Hawke a renchéri : « Deux des amies proches de Xiao, rencontrées à l'école, sont mortes lors de ce massacre, c'est pourquoi elle est si sensible au Démon Croc. »

Il semblerait que le Démon Croc soit réel. La nuit apporte toujours une peur inexplicable, et ces histoires de fantômes, qui relèvent de la croyance, ne possèdent un pouvoir angoissant que dans l'obscurité.

Imaginez ceci : dans l'obscurité la plus totale de la nuit, un démon aux crocs acérés se métamorphose en une beauté envoûtante et se jette dans les bras d'un homme en proie à la luxure. Au moment même où l'homme, consumé par le désir, se laisse aller à ses fantasmes, la belle se transforme soudain en un monstre au visage bleu et aux crocs acérés, lui ôtant la vie. Ces chapitres semblent tirés des *Contes étranges d'un studio chinois*, des histoires déjà bien ancrées dans l'imaginaire chinois. Il est risible de voir à quel point ces Japonais névrosés ont plagié la culture chinoise, allant jusqu'à s'approprier directement les démons et les monstres.

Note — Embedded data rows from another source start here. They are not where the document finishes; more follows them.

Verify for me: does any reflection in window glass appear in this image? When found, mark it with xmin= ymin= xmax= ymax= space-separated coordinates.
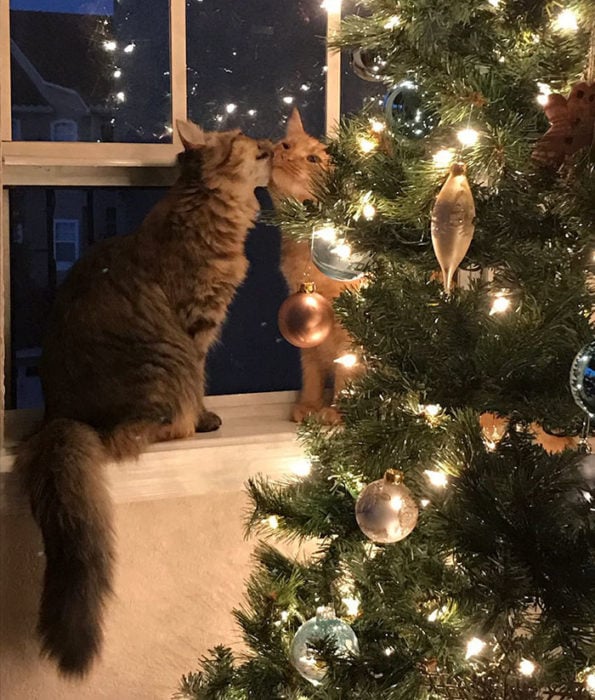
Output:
xmin=7 ymin=187 xmax=299 ymax=408
xmin=10 ymin=0 xmax=171 ymax=143
xmin=187 ymin=0 xmax=326 ymax=139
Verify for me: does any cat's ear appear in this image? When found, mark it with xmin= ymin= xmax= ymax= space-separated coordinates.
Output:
xmin=286 ymin=107 xmax=304 ymax=136
xmin=176 ymin=119 xmax=207 ymax=151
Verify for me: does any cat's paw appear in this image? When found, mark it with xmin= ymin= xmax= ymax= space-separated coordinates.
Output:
xmin=291 ymin=403 xmax=320 ymax=423
xmin=316 ymin=406 xmax=343 ymax=425
xmin=196 ymin=411 xmax=223 ymax=433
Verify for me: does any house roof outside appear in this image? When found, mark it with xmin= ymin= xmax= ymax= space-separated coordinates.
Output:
xmin=10 ymin=10 xmax=114 ymax=114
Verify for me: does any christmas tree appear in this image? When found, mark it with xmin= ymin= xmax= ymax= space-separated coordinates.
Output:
xmin=180 ymin=0 xmax=595 ymax=700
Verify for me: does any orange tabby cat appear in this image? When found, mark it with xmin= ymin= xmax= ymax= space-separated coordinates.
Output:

Ce soir, j'ai besoin d'une bonne nuit de sommeil pour avoir assez d'énergie pour aller au Temple de l'Érable demain. Mais en voyant tout le monde discuter nerveusement du Démon Croc, j'ai peur que si je quitte le groupe imprudemment pour monter, on me prenne à nouveau pour une hérétique.

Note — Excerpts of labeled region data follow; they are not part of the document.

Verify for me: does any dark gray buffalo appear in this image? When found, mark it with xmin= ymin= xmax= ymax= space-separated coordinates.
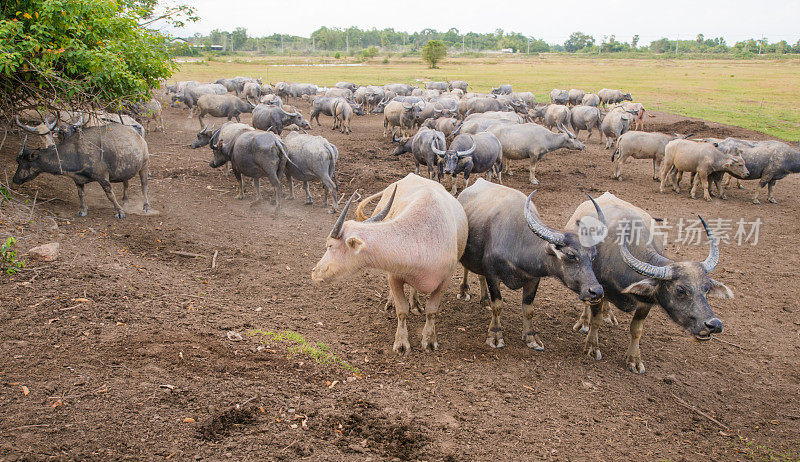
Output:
xmin=431 ymin=132 xmax=503 ymax=195
xmin=392 ymin=127 xmax=447 ymax=183
xmin=209 ymin=130 xmax=288 ymax=212
xmin=566 ymin=193 xmax=733 ymax=374
xmin=253 ymin=104 xmax=311 ymax=135
xmin=197 ymin=95 xmax=255 ymax=128
xmin=283 ymin=132 xmax=339 ymax=213
xmin=13 ymin=124 xmax=150 ymax=218
xmin=458 ymin=182 xmax=603 ymax=350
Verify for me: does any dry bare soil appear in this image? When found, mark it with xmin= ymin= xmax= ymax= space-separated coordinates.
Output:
xmin=0 ymin=99 xmax=800 ymax=460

À son retour, Wang Jiangnan donna aux sentinelles un ordre strict : « Des quarts de quatre heures, gardez les yeux grands ouverts et soyez en alerte à 120 %, et tirez immédiatement un coup de semonce en cas de situation anormale ! »

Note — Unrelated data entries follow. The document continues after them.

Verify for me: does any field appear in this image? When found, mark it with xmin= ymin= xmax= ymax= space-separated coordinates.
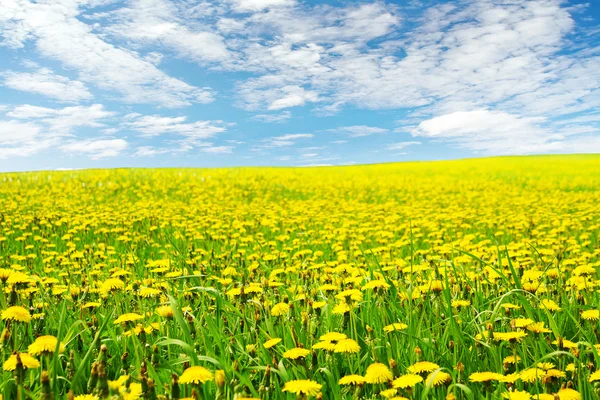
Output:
xmin=0 ymin=156 xmax=600 ymax=400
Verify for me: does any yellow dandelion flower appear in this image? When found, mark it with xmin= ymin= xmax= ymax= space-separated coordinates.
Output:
xmin=425 ymin=371 xmax=452 ymax=386
xmin=502 ymin=390 xmax=531 ymax=400
xmin=338 ymin=375 xmax=366 ymax=385
xmin=179 ymin=366 xmax=213 ymax=384
xmin=379 ymin=388 xmax=398 ymax=399
xmin=263 ymin=338 xmax=281 ymax=349
xmin=581 ymin=310 xmax=600 ymax=321
xmin=113 ymin=313 xmax=144 ymax=325
xmin=519 ymin=368 xmax=546 ymax=383
xmin=392 ymin=374 xmax=423 ymax=389
xmin=333 ymin=339 xmax=360 ymax=353
xmin=407 ymin=361 xmax=440 ymax=374
xmin=494 ymin=331 xmax=527 ymax=342
xmin=319 ymin=332 xmax=348 ymax=342
xmin=527 ymin=322 xmax=552 ymax=334
xmin=540 ymin=299 xmax=562 ymax=311
xmin=511 ymin=318 xmax=535 ymax=328
xmin=383 ymin=322 xmax=408 ymax=333
xmin=282 ymin=379 xmax=323 ymax=396
xmin=365 ymin=363 xmax=393 ymax=383
xmin=2 ymin=353 xmax=40 ymax=371
xmin=312 ymin=342 xmax=335 ymax=351
xmin=271 ymin=303 xmax=290 ymax=317
xmin=156 ymin=305 xmax=175 ymax=319
xmin=469 ymin=372 xmax=504 ymax=382
xmin=283 ymin=347 xmax=310 ymax=360
xmin=588 ymin=369 xmax=600 ymax=383
xmin=2 ymin=306 xmax=31 ymax=323
xmin=27 ymin=335 xmax=65 ymax=356
xmin=556 ymin=388 xmax=581 ymax=400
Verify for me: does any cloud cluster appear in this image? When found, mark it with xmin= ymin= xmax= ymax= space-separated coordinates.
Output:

Il devait faire ses preuves, auprès de Guan Baoling et de tous les autres. Acquérir de l'autorité est difficile, mais la perdre survient souvent du jour au lendemain.

Le temps filait par tranches de trente minutes, et j'aurais dû complètement ignorer la présence de Yelan. Après avoir parlé de la «

Mer d'Or

» et convenu d'aller ensemble au Temple de l'Érable le lendemain, je l'avais presque totalement oublié, le laissant seul dans la pièce la plus à gauche de l'aile.

La beauté de Guan Baoling éveilla le désir de Yelan, et à cet instant précis, il devait être la cible la plus vulnérable du Démon Croc. Toute la Société des Armes Divines était probablement sous haute tension depuis la nuit, et à l'aube, seuls les frères Shao, Shao Bai et Shao Hei, dormaient encore. Tous les occupants du salon, y compris Zhang Baisen, étaient restés éveillés toute la nuit, même Xiao Keleng.

Alors que les premiers rayons du soleil pointaient à l'horizon, Hawke s'étira en souriant : « Heureusement, rien de grave ne s'est passé cette nuit ! » Malgré une nuit blanche, il débordait d'énergie. Je ne savais pas d'où lui venait son talent pour les arts martiaux, mais à un si jeune âge, il était devenu une figure de proue de la Société du Tir Divin, preuve de la haute estime que lui portait Sun Long.

Par talkie-walkie, les sentinelles postées à différents endroits ont rapporté tour à tour : « Aucune anomalie, tout est normal. »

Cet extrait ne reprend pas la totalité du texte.